THE STORY OF THE MONTH ANALYSIS: “O JOSEPH, I’M SO TIRED”

Hello everyone, and Happy New Year. We begin 2015 with Richard Yates’ O Joseph, I’m So Tired, taken from his aptly titled collection Liars In Love, published in 1981. You might be familiar with Yates by way of his novels, like The Easter Parade, or perhaps Revolutionary Road, likely his most well-known work. This story strikes similar chords as those others: family dysfunction, self-deception, the slippery slope of alcoholism. But unlike much of Yates’ works, O Joseph achieves a tone that lies between stark melancholy and romantic nostalgia, and captures a specific memory in a way that is both brutally realistic and sincerely tender at the same time.

I would argue that the poetic force of this story comes in large part from the uneven flow of its telling, as our narrator Billy seeks to paint an honest portrait of his family’s time in Greenwich Village during the 1930s. The events recounted all revolve around the head of President Franklin Delano Roosevelt, which Billy’s mother Helen, who fancies herself a sculptor, is commissioned to reproduce for posterity. Her figure stands at the epicenter of Billy’s childhood, and the episode of FDR’s head provides Billy with a compelling drama that cuts to the quick of his mother’s character, and by extension the character of her time and place. But we as readers register the effort  required of Billy to focus solely on the event as it was, and the person as she was, then, rather than let his vision of the moment and the person be clouded by all that came after. At certain points Billy’s narrative relaxes its hold and admits details (his father’s death, his mother’s losing battle with alcoholism) that can’t help but color our reading, but the idiosyncrasy adds pathos to a series of events that, while objectively minor and pathetic, held and continue to hold great power for Billy. The same could perhaps be said of his mother.
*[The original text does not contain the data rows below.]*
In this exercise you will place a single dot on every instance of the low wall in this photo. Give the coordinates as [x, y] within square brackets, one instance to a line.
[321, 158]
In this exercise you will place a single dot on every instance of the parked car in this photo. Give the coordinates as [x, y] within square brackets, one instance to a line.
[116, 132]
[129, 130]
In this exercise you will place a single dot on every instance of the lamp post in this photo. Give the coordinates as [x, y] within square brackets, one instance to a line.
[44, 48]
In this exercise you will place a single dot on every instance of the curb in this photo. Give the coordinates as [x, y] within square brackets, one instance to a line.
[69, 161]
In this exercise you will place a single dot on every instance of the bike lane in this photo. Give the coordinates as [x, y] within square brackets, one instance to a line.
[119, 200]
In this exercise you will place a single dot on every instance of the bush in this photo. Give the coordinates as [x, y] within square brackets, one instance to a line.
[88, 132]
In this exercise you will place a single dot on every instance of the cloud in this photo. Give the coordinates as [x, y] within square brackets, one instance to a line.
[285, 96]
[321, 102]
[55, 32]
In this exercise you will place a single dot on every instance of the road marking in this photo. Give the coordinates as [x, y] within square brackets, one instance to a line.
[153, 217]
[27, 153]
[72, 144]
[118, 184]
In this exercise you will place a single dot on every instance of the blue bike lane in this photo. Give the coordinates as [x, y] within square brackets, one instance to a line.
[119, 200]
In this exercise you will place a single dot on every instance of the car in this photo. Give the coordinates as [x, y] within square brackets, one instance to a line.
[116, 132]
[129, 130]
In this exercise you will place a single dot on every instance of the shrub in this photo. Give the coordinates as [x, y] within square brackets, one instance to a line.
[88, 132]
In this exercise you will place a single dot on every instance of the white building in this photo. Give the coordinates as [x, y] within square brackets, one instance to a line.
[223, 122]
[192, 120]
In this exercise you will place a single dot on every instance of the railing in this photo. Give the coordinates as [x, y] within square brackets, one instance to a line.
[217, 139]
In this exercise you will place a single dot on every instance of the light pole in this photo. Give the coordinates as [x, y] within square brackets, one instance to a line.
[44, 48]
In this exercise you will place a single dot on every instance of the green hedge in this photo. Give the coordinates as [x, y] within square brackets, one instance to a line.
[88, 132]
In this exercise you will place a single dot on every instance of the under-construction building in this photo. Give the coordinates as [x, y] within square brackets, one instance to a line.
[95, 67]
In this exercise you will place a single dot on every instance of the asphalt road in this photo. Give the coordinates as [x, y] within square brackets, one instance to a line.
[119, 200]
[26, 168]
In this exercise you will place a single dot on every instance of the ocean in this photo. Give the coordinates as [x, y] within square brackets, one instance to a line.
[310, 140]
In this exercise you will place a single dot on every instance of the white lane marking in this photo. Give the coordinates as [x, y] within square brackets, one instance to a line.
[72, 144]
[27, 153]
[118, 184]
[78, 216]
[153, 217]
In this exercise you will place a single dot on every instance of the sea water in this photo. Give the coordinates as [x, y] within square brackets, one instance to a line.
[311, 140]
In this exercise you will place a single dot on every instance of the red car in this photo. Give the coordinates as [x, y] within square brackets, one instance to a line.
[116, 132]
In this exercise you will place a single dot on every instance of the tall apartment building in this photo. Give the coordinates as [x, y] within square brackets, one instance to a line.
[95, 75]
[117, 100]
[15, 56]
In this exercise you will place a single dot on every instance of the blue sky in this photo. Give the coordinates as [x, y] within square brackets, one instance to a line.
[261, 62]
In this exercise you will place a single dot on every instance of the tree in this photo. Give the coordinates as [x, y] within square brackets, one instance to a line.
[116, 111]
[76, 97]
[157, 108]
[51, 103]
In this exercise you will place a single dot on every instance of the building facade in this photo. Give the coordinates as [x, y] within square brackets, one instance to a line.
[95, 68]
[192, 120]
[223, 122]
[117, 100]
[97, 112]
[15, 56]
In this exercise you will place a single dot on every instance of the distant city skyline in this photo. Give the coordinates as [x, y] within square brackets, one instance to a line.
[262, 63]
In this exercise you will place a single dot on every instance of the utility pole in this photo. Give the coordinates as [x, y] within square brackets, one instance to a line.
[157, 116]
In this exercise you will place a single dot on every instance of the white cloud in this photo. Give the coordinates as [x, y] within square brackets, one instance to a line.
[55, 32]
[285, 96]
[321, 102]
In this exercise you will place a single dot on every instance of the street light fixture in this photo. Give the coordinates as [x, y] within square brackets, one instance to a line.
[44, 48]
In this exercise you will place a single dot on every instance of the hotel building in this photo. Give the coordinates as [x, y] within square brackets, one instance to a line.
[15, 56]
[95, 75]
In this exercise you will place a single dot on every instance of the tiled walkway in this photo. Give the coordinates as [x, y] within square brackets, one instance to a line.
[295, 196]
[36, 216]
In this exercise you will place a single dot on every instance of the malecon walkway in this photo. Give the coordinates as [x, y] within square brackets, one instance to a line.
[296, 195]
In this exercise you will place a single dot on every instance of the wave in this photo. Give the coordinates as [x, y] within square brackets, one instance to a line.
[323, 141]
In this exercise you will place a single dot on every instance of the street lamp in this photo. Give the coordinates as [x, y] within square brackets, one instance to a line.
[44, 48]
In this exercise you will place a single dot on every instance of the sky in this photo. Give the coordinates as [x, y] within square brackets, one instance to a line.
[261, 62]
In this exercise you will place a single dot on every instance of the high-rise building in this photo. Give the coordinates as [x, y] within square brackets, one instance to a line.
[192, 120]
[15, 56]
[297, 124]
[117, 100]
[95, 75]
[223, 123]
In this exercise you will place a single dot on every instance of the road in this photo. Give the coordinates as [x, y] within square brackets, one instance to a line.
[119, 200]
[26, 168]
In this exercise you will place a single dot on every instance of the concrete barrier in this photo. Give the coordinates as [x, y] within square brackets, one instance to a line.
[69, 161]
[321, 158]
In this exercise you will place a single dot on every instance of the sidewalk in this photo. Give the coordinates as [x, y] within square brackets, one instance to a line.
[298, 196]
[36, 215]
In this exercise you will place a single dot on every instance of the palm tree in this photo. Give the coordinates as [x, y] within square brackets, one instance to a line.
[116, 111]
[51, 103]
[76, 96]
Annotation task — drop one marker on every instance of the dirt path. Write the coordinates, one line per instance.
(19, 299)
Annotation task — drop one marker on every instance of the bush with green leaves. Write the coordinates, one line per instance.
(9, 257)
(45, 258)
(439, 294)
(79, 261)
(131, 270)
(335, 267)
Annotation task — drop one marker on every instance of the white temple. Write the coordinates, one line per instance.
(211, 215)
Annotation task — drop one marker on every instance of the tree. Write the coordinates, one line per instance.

Does love gain from honesty? As children, do we love our parents more when they stop being parents, and start being people? This question applies to both Billy and his sister Edith, and their relationship with their father as well as their mother. It is easy to allow nostalgia to intercede and smooth over the flaws in our loved ones, once time has pushed us past them. Do we do them greater justice by fighting to remember them as they really were, rather than as how they fought to be seen? Our parents are sometimes less than heroic. Perhaps part of growing up is learning to recognize that, and choosing to love them anyway.

Andrew Bennett, English Reading Circle moderator.